L’Ordre national infirmier annonce une enquête

Des gestes forts. Voilà ce qu’exige l’Ordre national infirmier (Oni). Son président Didier Borniche évoque un sentiment de malaise qui s’amplifie. "Nous avons beaucoup de remontées, via les réseaux sociaux notamment, qui se sont emparés de ce sujet, depuis plusieurs mois. Ce mal-être est lié au manque de considération", confie-t-il ce 2 septembre. C’est pourquoi l’ordre demande un accompagnement des infirmiers. "Nous avons rencontré le cabinet de la ministre en juillet, et allons demander une deuxième rencontre", poursuit Didier Borniche. L’Oni s’y présentera, fort de l’étude qu’il s’apprête à lancer, a annoncé le président à Hospimedia. Cette étude sera menée auprès des quelque 200 000 professionnels inscrits au tableau de l’ordre. Un questionnaire leur sera envoyé par mail dans les prochaines semaines. "Nous ne pouvons pas nier la liaison entre le travail, ses conditions, et ce qui s’est passé ces dernières semaines. Le personnel soignant est au cœur des restructurations. Avec des conséquences qui pèsent sur son bien-être mais aussi sur la qualité des soins", souligne Didier Borniche. "L’ordre sera vigilant et continuera de saisir les tutelles sur cette question du mal-être au travail", prévient-il.

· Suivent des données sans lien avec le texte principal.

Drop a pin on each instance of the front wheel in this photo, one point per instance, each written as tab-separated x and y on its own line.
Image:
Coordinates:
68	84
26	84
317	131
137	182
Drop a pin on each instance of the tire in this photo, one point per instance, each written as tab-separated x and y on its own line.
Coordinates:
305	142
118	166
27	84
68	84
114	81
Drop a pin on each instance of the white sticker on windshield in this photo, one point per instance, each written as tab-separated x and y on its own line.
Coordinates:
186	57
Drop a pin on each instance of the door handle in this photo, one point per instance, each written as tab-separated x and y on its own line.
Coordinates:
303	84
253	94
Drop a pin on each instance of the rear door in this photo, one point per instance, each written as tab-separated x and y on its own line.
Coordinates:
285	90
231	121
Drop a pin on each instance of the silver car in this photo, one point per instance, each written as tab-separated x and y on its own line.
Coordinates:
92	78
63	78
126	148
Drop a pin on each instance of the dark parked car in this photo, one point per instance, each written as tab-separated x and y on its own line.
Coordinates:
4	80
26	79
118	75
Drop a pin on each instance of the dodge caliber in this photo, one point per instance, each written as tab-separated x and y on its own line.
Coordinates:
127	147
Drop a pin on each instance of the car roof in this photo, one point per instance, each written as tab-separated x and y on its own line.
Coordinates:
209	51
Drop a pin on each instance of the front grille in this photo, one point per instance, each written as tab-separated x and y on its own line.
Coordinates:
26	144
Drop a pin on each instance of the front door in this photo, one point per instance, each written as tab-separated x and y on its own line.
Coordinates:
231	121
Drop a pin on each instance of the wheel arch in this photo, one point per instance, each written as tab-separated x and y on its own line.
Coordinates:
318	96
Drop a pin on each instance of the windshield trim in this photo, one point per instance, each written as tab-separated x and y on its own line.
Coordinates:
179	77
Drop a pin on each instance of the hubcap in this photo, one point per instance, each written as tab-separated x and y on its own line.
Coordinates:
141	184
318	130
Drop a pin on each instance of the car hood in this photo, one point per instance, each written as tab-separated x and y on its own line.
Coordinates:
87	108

Le "silence des tutelles" dénoncé

Ce "ras-le-bol" infirmier tranche avec le silence du ministère des Affaires sociales et de la Santé. "Quel quota de décès chez le personnel soignant faut-il pour que les pouvoirs publics s’intéressent enfin au malaise soignants ? s’interroge Nathalie Depoire. Combien de drames faudra-t-il encore pour que la ministre de la Santé s’empare enfin du problème et se préoccupe de la santé des professionnels dont elle a la charge ?" Le SNPI dresse lui un parallèle entre le mal-être profond des infirmiers — "pas un mot de la ministre" — et la médiatisation des "vitres cassées du CHU Necker dès le lendemain, avec un déplacement sur place du Premier ministre". Ce sentiment d’abandon est aussi dénoncé par l’Oni.

Après plusieurs semaines de silence, la ministre Marisol Touraine a finalement réagi ce 1er septembre. "J’ai bien évidemment été profondément attristée d’apprendre le décès par suicide de plusieurs infirmiers au cours des dernières semaines. J’ai tenu à exprimer à leurs collègues et amis, ainsi qu’aux communautés hospitalières concernées, mon soutien et ma solidarité dans l’épreuve douloureuse qu’ils traversent aujourd’hui", détaille-t-elle. Et Marisol Touraine d’ajouter : "Il y a les paroles, mais il y aussi les actes !" La ministre de la Santé affirme ainsi s’être assurée qu’un "accompagnement approprié était proposé à ceux qui en exprimaient le besoin dans ces circonstances exceptionnelles". "Et j’ai tenu à ce que tout soit entrepris pour mieux comprendre les raisons de ces actes dramatiques, car tout suicide est évidemment une situation particulière, complexe et multifactorielle par nature", souligne-t-elle.

Des mesures à l’automne... pour tous les professionnels

Marisol Touraine reconnaît toutefois que cette "thématique a été trop longtemps sous-estimée au sein des établissements". Elle annonce "une amplifi[cation] des efforts" et des mesures pour l’automne. Ces mesures s’appuieront sur les travaux actuellement menés par l’Inspection générale des affaires sociales (Igas), destinés à mieux prendre en charge les risques psychosociaux pour les professionnels de santé et à renforcer en particulier la prévention et la détection des facteurs de risques. "Ce plan sera l’aboutissement du travail de fond que j’ai souhaité engager sur cet enjeu qui nous concerne tous", précise Marisol Touraine, qui détaille en outre les mesures prises depuis 2012. Partenariat avec l’Agence nationale d’amélioration des conditions de travail (Anact), instruction spécifique en 2014 ou encore formation obligatoire aux risques psychosociaux pour les membres des comités d’hygiène, de sécurité et des conditions de travail (CHSCT). Des mesures qui ne concernent finalement pas spécifiquement les infirmiers.